In order to use mathematical statistical techniques on text documents, those documents need to be converted to set of numbers, or vectors. This process is called vectorization, and the Python objects used to carry this out are called vectorizers. As shown in this quick explainer, the words within the documents are assigned numbers in a vector-like form. In addition to converting the text into a form that sklearn can process, vectorization also drastically increases the efficiency of creating an algorithm.

QuantGov estimators currently expect a joblib-pickled scikit-learn vectorizer, such as a CountVectorizer. Users may want to customize the CountVectorizer defined in the scripts/create_vectorizer.py script in the estimator skeleton. Recommendations for this customization can be found in the CountVectorizer() documentation.

A CountVectorizer does exactly what its name implies: it counts individual words, mapping each word it encounters to a specific position in the document vector.

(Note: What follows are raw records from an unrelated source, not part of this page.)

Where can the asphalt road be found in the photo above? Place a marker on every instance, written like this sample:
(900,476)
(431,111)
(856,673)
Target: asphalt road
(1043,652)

Each individual document is mapped to a vector with a count of how many times each word in the entire directory appears in that document. Many modifications can be made to customize vectorization. The CountVectorizer has arguments to specify word pattern, allow for counting multi-word phrases, eliminate stop words, and more. There are also other, more complex methods of vectorization, such as Google’s word2vec algorithm. The default setup, however, is a sufficient starting place for this tutorial.

Vectorization can be accomplished with the command quantgov ml vectorize which takes two positional arguments:

  • vectorizer: the path to the saved vectorizer object

  • corpus: the path to the target corpus

The following argument must also be specified:

  • -outfile or -o: the path to which to save the vectorized trainers

Vectorization - Practice Estimator#

Note

This next step in the tutorial will not work if you have not completed Chapter 3 and have the federal register corpus downloaded.

Navigate into the estimator folder with and run the following to create the trainers and vectorizer:

python scripts/vectorize_trainers.py -o data/trainers --vectorizer_outfile data/vectorizer ../federal_register

Once this code finishes running, a trainers file and a vectorizer file should appear in the estimator’s data folder.

Advanced Tip

If a user is interested in implimenting a custom tokenaztion method, this is the step an the file in which the customization would be done. See build_tokenizer() documentation

Advanced Tip

Advanced users may implement their own vectorizers subclassing the sklearn.base.BaseEstimator and the sklearn.base.TransformerMixin classes; all vectorizers should take an iterable of text objects to their fit and fit_transform methods.

Advanced Tip

In evaluating models, the vectorization step takes place before segmentation for cross-validation; this means that users should take care not to let information correlated with the variable of interest be used here. Instead, include a transformer step in the candidate model pipeline, which is used after the test-train split.